When maintaining these vehicles, there are now some important factors to take into consideration:
1. The belt change interval on the 1.2 PSA Puretech engine has reduced from 112,500 miles/120 months down to 64,000 miles/72 months
2. When replacing the timing belt, always use an O.E. branded timing belt kit such as Dayco or INA, this will ensure that the timing belt, tensioner, idlers and all associated parts meet the O.E. specification
3. The engine oil plays a crucial part to the service life of the timing belt, so the correct specification oil is critical and also the frequency of oil changes, as too often is as bad as not often enough because the required detergents in the oil can affect the belt life.
4. With high quality Motul oils and Lubricants you can be sure of:
- Significant oil film resistance and low emission performance during use in the engine
- Reduces friction to ensure gains in energy savings, and therefore fuel economy benefits
5. When replacing the oil filter, always use a OE quality filter, for this project we used a Fil Filter oil filter, this filters down to 35 microns, the oil filter from Fil Filters has been designed to work specifically with that engine and with the recommended oil. The make up of the filter has been specifically designed to minimalise friction using the latest technology in filter media
Conclusion to analysis
The results from the oil tests show there was a high content of fuel in the oil, the cause of this could be short trips along with cold starts, a possible consequence from recent lockdowns.
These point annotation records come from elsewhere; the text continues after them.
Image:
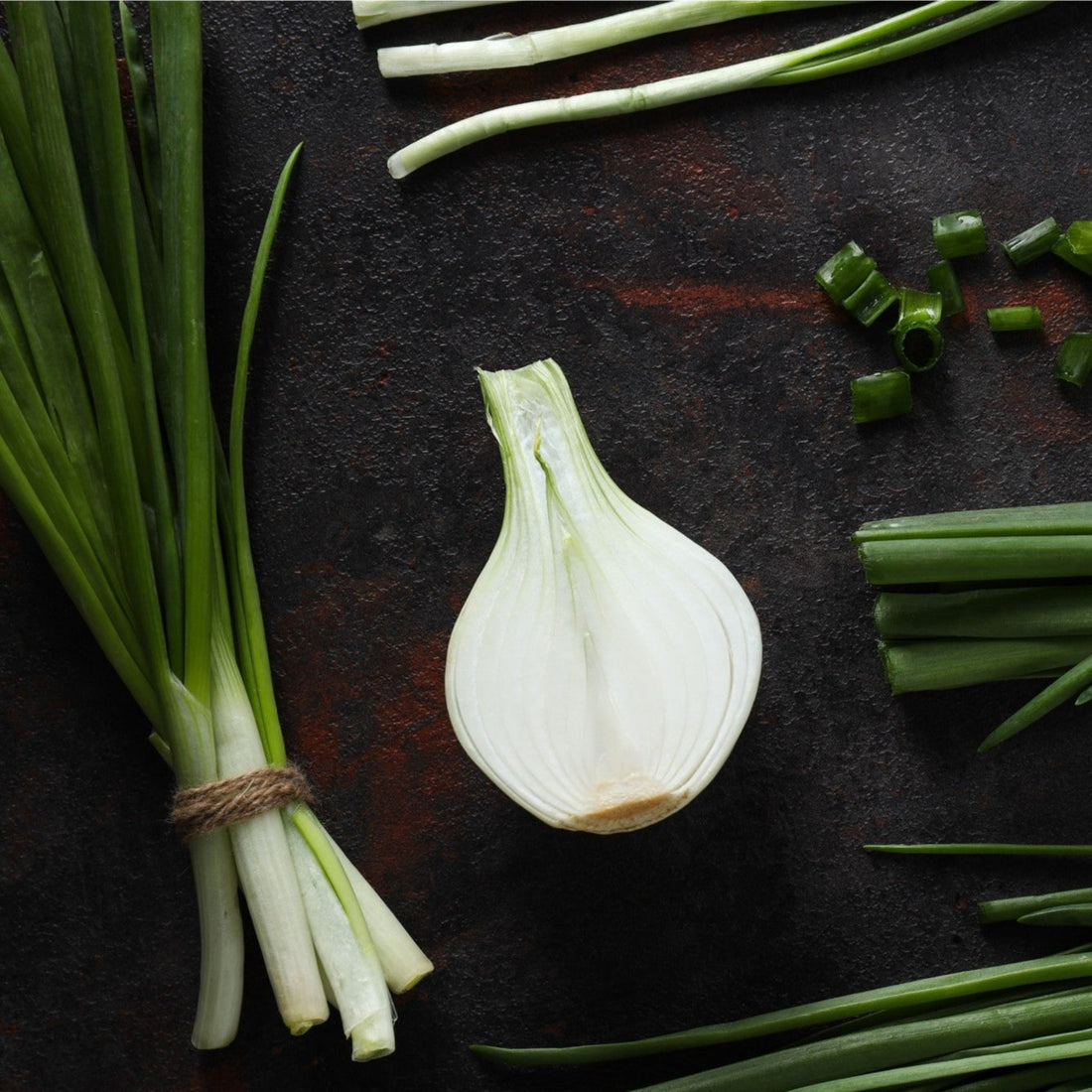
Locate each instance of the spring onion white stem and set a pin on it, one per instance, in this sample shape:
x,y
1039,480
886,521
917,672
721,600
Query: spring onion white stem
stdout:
x,y
877,44
404,964
559,42
262,858
350,968
603,664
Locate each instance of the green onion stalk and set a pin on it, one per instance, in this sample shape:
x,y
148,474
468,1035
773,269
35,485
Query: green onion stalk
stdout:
x,y
110,452
985,597
923,28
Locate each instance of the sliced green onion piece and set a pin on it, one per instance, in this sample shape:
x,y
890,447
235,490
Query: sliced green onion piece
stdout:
x,y
844,272
872,298
1079,236
917,341
1063,248
959,233
917,345
1033,242
881,395
1074,359
943,282
1011,319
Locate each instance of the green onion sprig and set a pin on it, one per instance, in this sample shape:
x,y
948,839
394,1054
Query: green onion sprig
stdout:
x,y
109,450
924,28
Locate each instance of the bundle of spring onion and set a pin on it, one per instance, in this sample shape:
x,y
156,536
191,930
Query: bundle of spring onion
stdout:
x,y
985,597
923,28
108,449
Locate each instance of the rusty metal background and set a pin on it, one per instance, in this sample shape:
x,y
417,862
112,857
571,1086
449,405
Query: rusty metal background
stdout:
x,y
665,261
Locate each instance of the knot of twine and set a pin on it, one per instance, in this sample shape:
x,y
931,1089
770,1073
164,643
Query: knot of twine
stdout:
x,y
206,807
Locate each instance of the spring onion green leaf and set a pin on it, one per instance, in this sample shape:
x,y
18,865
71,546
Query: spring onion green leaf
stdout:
x,y
881,395
1009,319
1073,363
108,444
945,283
890,40
959,233
919,995
1033,242
1012,909
591,626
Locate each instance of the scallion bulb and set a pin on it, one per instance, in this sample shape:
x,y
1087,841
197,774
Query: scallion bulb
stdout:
x,y
604,664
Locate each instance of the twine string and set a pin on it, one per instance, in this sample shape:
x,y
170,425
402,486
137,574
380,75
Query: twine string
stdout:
x,y
205,808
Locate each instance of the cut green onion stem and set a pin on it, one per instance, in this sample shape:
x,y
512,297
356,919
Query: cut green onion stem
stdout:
x,y
872,298
916,338
890,40
1079,237
844,272
556,43
1073,363
1012,909
1012,319
1033,242
959,233
881,395
1065,250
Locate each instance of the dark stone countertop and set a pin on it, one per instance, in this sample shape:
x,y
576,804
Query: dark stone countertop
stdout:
x,y
666,262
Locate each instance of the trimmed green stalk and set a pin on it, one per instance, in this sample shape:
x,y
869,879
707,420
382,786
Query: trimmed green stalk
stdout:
x,y
219,994
976,559
915,996
570,41
945,665
404,963
1045,611
1071,517
833,57
601,104
349,963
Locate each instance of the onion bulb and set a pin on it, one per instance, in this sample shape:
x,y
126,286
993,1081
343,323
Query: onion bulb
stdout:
x,y
604,664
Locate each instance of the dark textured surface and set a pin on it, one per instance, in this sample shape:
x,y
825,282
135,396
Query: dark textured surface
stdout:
x,y
665,261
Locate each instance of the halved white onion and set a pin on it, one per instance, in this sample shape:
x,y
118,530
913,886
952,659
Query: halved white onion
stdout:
x,y
604,664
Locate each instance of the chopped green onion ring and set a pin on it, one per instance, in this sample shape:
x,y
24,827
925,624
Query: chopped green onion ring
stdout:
x,y
869,302
844,272
1011,319
943,282
1074,359
881,395
959,233
1033,242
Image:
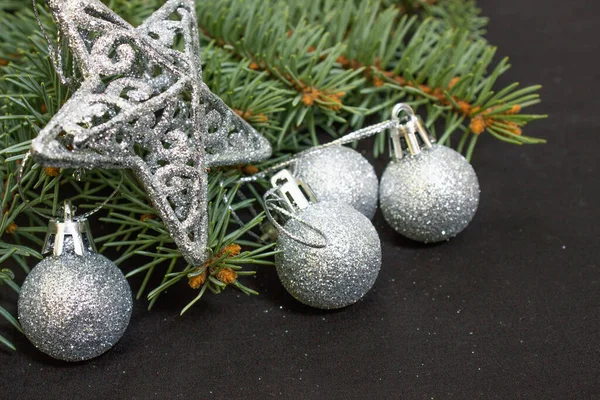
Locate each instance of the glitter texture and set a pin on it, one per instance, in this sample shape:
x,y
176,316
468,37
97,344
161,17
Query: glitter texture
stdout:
x,y
340,273
75,307
142,105
341,174
431,196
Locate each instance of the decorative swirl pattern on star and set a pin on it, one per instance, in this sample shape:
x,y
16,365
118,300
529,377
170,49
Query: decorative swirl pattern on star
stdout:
x,y
142,105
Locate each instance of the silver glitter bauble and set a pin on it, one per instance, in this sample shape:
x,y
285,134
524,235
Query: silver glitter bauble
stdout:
x,y
431,196
340,273
341,174
75,307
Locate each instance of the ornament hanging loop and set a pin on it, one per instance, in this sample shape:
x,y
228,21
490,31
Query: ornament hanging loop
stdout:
x,y
295,196
19,179
407,127
77,230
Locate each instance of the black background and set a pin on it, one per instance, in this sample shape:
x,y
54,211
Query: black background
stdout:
x,y
509,309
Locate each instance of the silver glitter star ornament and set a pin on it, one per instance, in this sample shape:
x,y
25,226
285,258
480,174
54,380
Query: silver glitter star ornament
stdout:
x,y
142,105
75,304
427,194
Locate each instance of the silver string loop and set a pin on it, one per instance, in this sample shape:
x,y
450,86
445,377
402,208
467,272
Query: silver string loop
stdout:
x,y
19,179
272,200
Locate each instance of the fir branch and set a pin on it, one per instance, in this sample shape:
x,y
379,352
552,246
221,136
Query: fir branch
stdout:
x,y
292,69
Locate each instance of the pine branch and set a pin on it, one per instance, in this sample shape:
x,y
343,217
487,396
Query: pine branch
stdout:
x,y
292,69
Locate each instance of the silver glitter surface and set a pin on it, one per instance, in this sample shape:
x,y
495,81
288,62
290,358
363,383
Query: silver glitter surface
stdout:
x,y
75,307
142,105
340,174
431,196
340,273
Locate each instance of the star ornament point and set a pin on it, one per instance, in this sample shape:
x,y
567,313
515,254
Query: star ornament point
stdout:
x,y
142,106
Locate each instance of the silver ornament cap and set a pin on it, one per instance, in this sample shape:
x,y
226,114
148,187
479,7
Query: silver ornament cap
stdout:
x,y
430,196
330,253
75,304
340,174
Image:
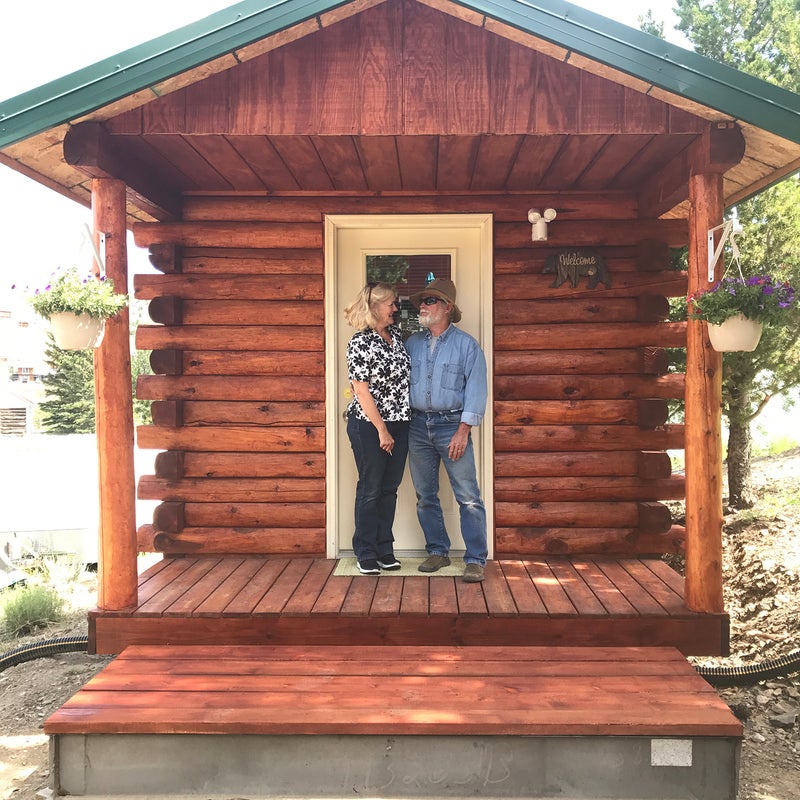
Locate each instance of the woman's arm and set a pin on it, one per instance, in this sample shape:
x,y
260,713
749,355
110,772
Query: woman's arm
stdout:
x,y
368,406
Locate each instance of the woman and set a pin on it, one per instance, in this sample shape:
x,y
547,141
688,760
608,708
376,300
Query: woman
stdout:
x,y
377,422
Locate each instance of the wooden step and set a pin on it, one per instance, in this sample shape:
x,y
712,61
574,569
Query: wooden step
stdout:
x,y
421,721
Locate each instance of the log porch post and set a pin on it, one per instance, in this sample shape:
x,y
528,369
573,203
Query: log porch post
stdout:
x,y
703,414
117,568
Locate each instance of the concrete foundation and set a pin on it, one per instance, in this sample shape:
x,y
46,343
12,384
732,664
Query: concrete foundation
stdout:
x,y
249,767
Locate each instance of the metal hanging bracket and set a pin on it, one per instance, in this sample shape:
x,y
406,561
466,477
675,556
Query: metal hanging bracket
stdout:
x,y
730,229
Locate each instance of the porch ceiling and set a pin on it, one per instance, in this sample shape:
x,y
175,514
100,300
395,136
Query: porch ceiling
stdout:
x,y
474,163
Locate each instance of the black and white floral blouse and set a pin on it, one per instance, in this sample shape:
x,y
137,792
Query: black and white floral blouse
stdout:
x,y
385,369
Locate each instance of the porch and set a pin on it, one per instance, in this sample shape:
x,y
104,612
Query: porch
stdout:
x,y
536,601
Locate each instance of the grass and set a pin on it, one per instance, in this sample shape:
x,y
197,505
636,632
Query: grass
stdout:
x,y
29,608
54,592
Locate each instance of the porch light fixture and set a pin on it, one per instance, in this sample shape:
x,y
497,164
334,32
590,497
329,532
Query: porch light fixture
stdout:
x,y
539,223
730,228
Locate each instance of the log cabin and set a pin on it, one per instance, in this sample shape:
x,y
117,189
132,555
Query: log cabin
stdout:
x,y
276,156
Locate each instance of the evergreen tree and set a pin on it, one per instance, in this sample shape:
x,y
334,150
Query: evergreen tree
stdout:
x,y
761,37
69,407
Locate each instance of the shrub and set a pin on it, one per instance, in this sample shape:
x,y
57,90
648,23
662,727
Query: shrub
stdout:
x,y
29,608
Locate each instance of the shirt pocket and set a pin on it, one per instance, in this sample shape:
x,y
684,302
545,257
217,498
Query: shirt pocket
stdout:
x,y
453,377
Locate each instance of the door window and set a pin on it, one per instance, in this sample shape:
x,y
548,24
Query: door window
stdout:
x,y
408,275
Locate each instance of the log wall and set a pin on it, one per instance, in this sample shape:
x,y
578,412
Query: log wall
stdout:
x,y
580,380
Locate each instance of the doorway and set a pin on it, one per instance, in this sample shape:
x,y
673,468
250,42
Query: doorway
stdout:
x,y
400,248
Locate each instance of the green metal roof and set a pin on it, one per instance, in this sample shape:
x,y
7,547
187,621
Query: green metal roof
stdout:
x,y
646,57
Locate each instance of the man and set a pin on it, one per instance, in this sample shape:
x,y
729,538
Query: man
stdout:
x,y
448,399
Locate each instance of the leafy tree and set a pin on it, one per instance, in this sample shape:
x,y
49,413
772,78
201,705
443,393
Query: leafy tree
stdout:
x,y
761,37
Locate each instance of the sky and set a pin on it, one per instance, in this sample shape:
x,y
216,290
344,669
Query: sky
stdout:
x,y
40,230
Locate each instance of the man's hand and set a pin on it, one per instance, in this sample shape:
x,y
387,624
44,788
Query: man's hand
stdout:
x,y
458,444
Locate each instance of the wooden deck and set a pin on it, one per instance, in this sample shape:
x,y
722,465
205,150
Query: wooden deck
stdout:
x,y
556,601
397,722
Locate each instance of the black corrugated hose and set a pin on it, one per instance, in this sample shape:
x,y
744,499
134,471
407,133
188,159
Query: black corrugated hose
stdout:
x,y
749,674
44,647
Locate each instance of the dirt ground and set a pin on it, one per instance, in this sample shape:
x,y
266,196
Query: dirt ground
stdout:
x,y
762,585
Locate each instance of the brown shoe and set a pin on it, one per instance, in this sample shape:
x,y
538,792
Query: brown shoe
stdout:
x,y
473,573
433,563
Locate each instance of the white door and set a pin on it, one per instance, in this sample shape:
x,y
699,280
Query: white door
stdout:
x,y
363,248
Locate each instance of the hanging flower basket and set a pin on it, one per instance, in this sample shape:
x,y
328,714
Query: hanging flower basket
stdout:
x,y
737,333
77,307
76,331
736,308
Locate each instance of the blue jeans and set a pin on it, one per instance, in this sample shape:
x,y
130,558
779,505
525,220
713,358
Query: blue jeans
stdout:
x,y
428,439
379,476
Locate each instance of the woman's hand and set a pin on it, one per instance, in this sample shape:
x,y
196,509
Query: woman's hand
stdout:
x,y
386,441
458,444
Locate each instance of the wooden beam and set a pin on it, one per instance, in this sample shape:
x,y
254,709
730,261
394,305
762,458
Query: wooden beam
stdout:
x,y
703,415
720,148
117,567
92,150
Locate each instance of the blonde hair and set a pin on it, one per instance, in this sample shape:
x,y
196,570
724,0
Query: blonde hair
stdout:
x,y
359,313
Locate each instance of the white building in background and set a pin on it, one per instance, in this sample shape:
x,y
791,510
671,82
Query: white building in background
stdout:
x,y
23,337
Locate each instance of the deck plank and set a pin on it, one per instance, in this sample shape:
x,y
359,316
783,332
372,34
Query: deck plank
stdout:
x,y
638,596
580,594
660,591
332,597
276,598
181,584
606,592
250,595
443,596
308,590
189,601
387,597
553,596
499,600
414,601
218,601
523,590
358,601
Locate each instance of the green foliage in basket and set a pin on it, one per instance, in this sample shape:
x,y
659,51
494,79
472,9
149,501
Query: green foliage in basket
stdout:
x,y
68,291
760,298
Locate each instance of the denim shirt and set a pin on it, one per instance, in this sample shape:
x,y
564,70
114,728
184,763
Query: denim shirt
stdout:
x,y
451,378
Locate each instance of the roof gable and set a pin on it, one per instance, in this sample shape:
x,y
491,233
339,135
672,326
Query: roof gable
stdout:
x,y
230,36
624,69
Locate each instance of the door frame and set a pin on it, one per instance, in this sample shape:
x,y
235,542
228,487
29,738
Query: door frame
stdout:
x,y
333,223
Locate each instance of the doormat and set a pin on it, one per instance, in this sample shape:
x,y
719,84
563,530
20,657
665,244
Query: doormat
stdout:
x,y
408,568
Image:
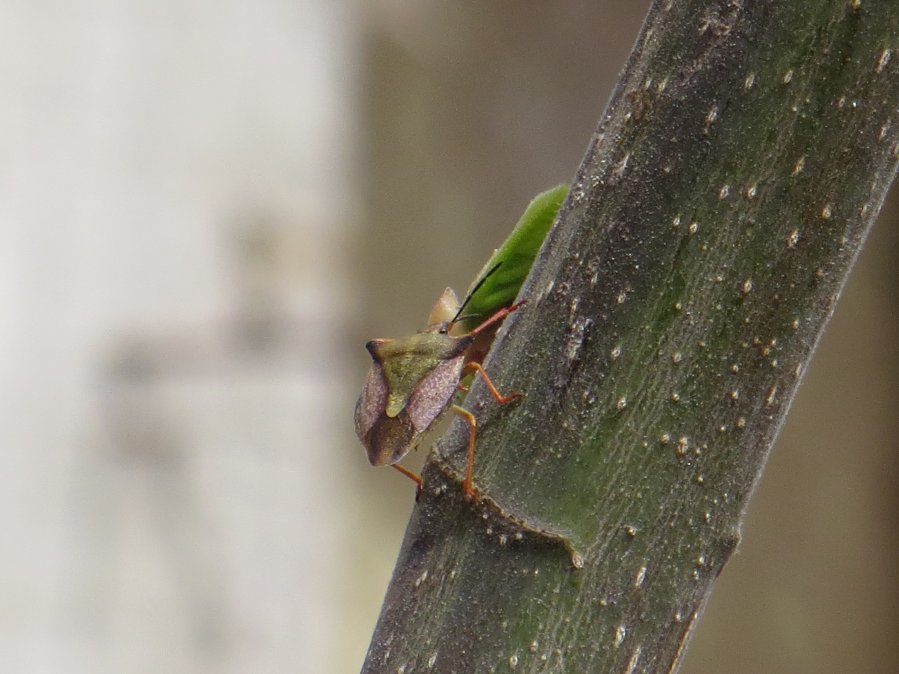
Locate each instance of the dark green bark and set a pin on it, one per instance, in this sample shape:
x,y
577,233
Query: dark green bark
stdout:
x,y
722,200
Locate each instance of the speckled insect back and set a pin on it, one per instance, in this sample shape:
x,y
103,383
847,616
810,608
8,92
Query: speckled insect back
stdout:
x,y
412,380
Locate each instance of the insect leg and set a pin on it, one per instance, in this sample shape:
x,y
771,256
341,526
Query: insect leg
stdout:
x,y
408,473
497,396
469,461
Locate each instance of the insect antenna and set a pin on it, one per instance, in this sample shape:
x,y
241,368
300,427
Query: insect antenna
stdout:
x,y
458,317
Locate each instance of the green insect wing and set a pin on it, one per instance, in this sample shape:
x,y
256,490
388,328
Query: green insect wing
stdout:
x,y
498,283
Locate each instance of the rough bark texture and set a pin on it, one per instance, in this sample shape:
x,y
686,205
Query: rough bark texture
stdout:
x,y
673,309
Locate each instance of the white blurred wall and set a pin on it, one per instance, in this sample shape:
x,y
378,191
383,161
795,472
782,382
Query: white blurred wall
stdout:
x,y
174,181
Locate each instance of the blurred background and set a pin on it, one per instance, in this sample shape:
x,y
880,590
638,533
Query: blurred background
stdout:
x,y
207,208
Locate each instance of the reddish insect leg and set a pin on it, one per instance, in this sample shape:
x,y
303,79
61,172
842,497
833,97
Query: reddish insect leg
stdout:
x,y
469,462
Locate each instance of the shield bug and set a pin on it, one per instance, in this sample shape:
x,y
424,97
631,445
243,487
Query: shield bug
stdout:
x,y
413,380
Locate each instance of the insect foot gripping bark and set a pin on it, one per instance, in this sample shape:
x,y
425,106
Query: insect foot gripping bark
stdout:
x,y
412,382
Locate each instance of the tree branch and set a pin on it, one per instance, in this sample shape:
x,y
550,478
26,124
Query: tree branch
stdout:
x,y
722,200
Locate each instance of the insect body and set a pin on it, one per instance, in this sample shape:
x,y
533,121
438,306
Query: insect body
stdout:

The oil was analysed by Motul oils, this a service they offer and is available to all independent workshops.
The oil filter analysis carried out by Fil filters shows that the oil filter was at 88% capacity in just over 1000 miles of operation and if it had not been replaced, potential engine failure was probable.
At the present time, there is no known fix for this problem, OESAA’s advice would be,
- Advise the driver/owner to periodically carry out a long run in the vehicle to run the engine oil at operating temperature to help reduce contamination
- Inspect the timing belt at regular intervals
- Look out for any warning lights and action immediately
- Monitor the brake servo assistance
- When servicing the vehicle, always use an O.E quality oil and oil filter
- If timing belt replacement is carried out, always use an O.E. branded timing belt kit and check for any service bulletins
The good news is this is a straightforward repair for any independent workshop with little investment in special tools.